It is also worth mentioning that California law provides for a specific offense of reckless burning, which is a less serious offense than arson. Reckless burning involves willfully and maliciously setting fire to or burning any property or structure, but without the specific intent to cause injury or damage. Reckless burning is a misdemeanor punishable by imprisonment for up to six months and/or a fine of up to $1,000.
California Penal Code §459 PC defines the crime of burglary. Under this law, burglary is defined as entering a building, structure, or vehicle with the intent to commit theft or any felony once inside.
To be convicted of burglary, the prosecution must prove that the defendant entered the building, structure, or vehicle without permission or authority to do so, and that they had the intent to commit theft or a felony inside. The intent to commit the crime must exist at the time of entry.
Burglary can be charged as either a misdemeanor or a felony, depending on the specific circumstances of the offense. If the burglary was committed in an uninhabited or unoccupied structure, such as a vacant building or a vehicle, it may be charged as a misdemeanor. However, if the burglary was committed in an inhabited or occupied structure, such as a home or an occupied vehicle, it is typically charged as a felony.
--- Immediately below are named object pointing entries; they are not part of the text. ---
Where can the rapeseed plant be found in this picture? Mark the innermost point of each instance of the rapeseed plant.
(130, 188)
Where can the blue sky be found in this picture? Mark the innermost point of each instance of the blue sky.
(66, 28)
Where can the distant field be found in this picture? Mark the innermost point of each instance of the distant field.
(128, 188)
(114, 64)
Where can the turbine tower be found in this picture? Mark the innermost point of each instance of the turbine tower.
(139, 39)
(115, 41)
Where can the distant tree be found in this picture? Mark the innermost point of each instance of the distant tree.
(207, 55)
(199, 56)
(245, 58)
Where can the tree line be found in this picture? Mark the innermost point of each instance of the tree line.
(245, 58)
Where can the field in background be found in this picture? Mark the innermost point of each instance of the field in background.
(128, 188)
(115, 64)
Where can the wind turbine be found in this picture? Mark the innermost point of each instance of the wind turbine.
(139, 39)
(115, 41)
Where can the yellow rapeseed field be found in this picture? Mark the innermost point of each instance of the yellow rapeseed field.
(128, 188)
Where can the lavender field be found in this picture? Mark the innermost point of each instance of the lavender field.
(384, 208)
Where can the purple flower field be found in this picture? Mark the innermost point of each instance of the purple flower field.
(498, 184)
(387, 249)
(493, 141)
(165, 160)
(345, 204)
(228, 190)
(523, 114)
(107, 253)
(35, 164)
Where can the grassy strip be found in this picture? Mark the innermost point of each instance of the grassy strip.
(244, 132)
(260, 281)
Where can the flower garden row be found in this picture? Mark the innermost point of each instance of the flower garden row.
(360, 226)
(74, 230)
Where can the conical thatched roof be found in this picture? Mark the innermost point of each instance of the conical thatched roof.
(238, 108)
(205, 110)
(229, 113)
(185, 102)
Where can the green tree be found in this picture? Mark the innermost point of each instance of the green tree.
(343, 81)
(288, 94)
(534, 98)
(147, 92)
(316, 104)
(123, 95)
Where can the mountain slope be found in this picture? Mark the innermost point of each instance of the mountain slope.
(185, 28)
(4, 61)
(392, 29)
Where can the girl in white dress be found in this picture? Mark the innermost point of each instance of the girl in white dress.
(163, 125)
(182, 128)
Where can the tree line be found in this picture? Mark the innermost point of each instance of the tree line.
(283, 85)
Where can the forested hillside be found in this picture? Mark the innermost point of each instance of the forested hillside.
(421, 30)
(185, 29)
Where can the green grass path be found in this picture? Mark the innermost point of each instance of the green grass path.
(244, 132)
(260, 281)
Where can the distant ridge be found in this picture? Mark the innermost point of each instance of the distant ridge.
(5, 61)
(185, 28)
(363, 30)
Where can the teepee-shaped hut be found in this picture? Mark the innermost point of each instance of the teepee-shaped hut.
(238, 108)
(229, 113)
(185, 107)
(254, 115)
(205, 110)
The penalties for burglary can vary depending on the severity of the offense, as well as the defendant’s prior criminal history. If convicted of a misdemeanor burglary, the offender may face up to one year in jail and/or a fine of up to $1,000. If convicted of a felony burglary, the offender may face up to three years in state prison and/or a fine of up to $10,000. If the burglary was committed with a weapon or involved violence or threats, the penalty may be increased.
It is important to note that California law also recognizes certain types of burglary, such as first-degree burglary and second-degree burglary, which can carry more severe penalties.
California Penal Code §470 PC defines the crime of forgery. Under this law, forgery is the act of making, altering, or using a document or writing with the intent to defraud.
The most common types of forgery involve the creation or alteration of checks, wills, contracts, or other legal documents. It can also include the use of a forged document to obtain money or other valuable items.
To be convicted of forgery, the prosecution must prove that the defendant acted with the intent to defraud, and that they made or used a false document or writing. Additionally, the defendant must have had knowledge that the document was false or altered.
Forgery can be charged as a misdemeanor or a felony, depending on the specific circumstances of the offense. If convicted of a misdemeanor forgery, the offender may face up to one year in jail and/or a fine of up to $1,000. If convicted of a felony forgery, the offender may face up to three years in state prison and/or a fine of up to $10,000. The penalty can be increased if the forgery involved a large amount of money or caused significant harm to the victim.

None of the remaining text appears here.